The monitoring began in spring 2017, targeting volunteers from a group of about 150 students enrolled in College Park Scholars’ Global Public Health Scholars program or their roommates in Centreville Hall. The program was extended this school year to students in the Science, Technology and Society and Life Sciences programs as well.
The primary research aim of the project, supported by the U.S. military’s Defense Advanced Research Projects Agency (DARPA), is to locate biomarkers in blood—genes that have been switched on in reaction to infection, for instance, or the presence of certain proteins—that will reveal if someone is about to become contagious.
Such predictive ability would revolutionize the ability to control outbreaks of scary, emerging respiratory diseases like sars, says Col. Matt Hepburn, a U.S. Army doctor who manages DARPA’s infectious diseases research portfolio. Contacts of initial disease carriers could be precisely targeted for treatment with potentially scarce supplies of medication, or possibly quarantined.
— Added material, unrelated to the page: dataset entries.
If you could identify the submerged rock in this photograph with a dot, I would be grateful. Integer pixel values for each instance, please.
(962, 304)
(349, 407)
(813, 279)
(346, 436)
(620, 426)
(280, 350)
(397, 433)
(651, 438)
“Now we have to wait for people to get sick, and by then they might have infected others, so the outbreak spreads and spreads,” Hepburn says.
While collecting the biological samples for DARPA’s biomarker venture, Milton and his team are also delving into every aspect of person-to-person transmission of colds and flu—like measuring how much virus individuals eject into the air around them or onto surfaces, or how dorm room ventilation influences contagiousness or if stress and health habits play a role in illness susceptibility.
“If for example we could show influenza is airborne… and we know how much virus people shed into the air, we could design buildings with ventilation designed so that you don’t transmit influenza,” Milton says.
Observation of students passing germs around is likely the first study of its kind, Hepburn says—feasible only because of the confluence of a world-class influenza transmission expert with a group of long-term, willing study participants right across the street.
“It’s a unique setup, and I think there are few places in the world that would be able to pull this off,” he says.
Just how willing Milton’s subjects are is illustrated by biology major Jillian Macchia ’20, who went in for a series of blood draws and sessions breathing into the Gesundheit machine in early April. She admits she was moderately pleased to have contracted the cough that allowed her to directly participate.
“This is a really interesting study, so I guess getting to be part of it makes getting sick a little nicer than it would be otherwise,” she says.